In November, the government unveiled a plan to inject 7 billion ringgit ($2 billion) into the economy, which is forecast to grow by 3.5 percent in 2009, down from a target of 5.4 percent. But some economists have warned growth could fall below 2 percent.
Najib, who is scheduled to take over as prime minister in March, said he is not averse to another stimulus package to boost spending.
"My priority is that I really want to save the rakyat (people) from having to go through hardships if the real economy is impacted," he said in the interview.
In a separate interview published Wednesday in the New Straits Times daily, Malaysia's central bank chief Zeti Akhtar Aziz also indicated the government may need to spend more.
"If conditions in the major economies worsen, then further stimulus will definitely be necessary to prevent our economy from slipping into negative territory," Zeti said.
Further spending may widen the government's budget deficit _ targeted at 4.8 percent of gross domestic product next year _ but it will only be temporary, she said.
Najib said a deficit of more than 5 percent was tolerable as long it was for only one or two years.
He said that as a result of the global economic slowdown, Malaysia may have to face businesses "downsizing and retrenchment of workers in the private sector."
"But there is a saving grace - inflation is expected to moderate next year" because of falling fuel prices, he said.
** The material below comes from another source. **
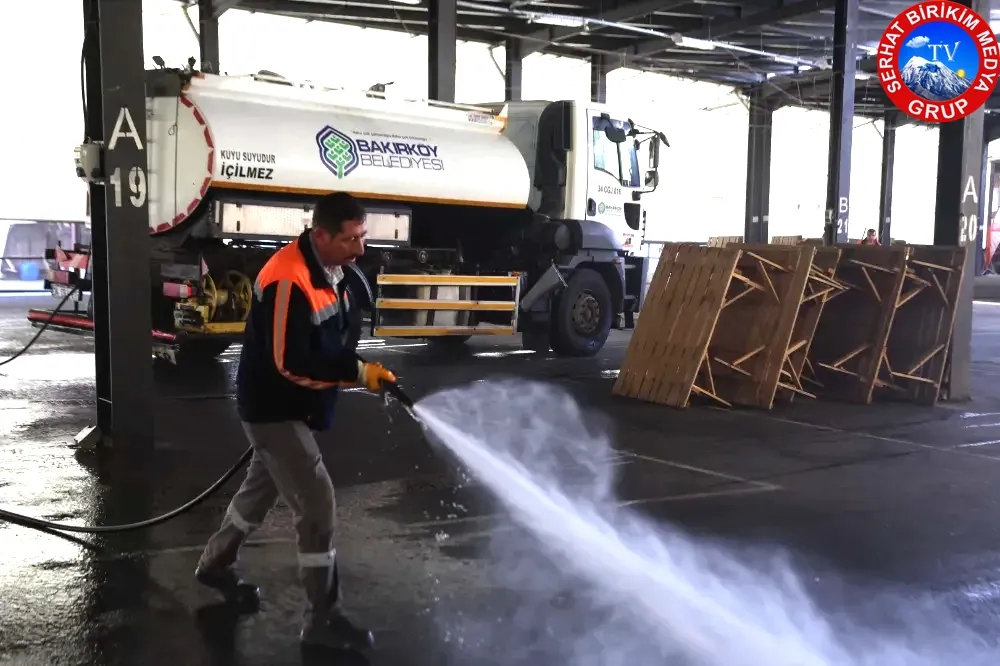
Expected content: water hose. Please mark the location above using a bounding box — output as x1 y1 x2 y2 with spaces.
0 285 81 367
0 382 413 534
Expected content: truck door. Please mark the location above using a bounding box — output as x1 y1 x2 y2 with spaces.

Inflation could be in the region of about 4.0 per cent or less in 2009, according to Najib. Inflation in July and August hit its highest level in nearly three decades at 8.5 percent.
Najib also said foreign investors were beginning to see political stability returning after a period of uncertainty following the March 2008 general elections when the ruling coalition suffered a big drop in its majority.
The poor result triggered a virtual revolt against the leadership of Prime Minister Abdullah Ahmad Badawi, who agreed to step down in favor of Najib in March.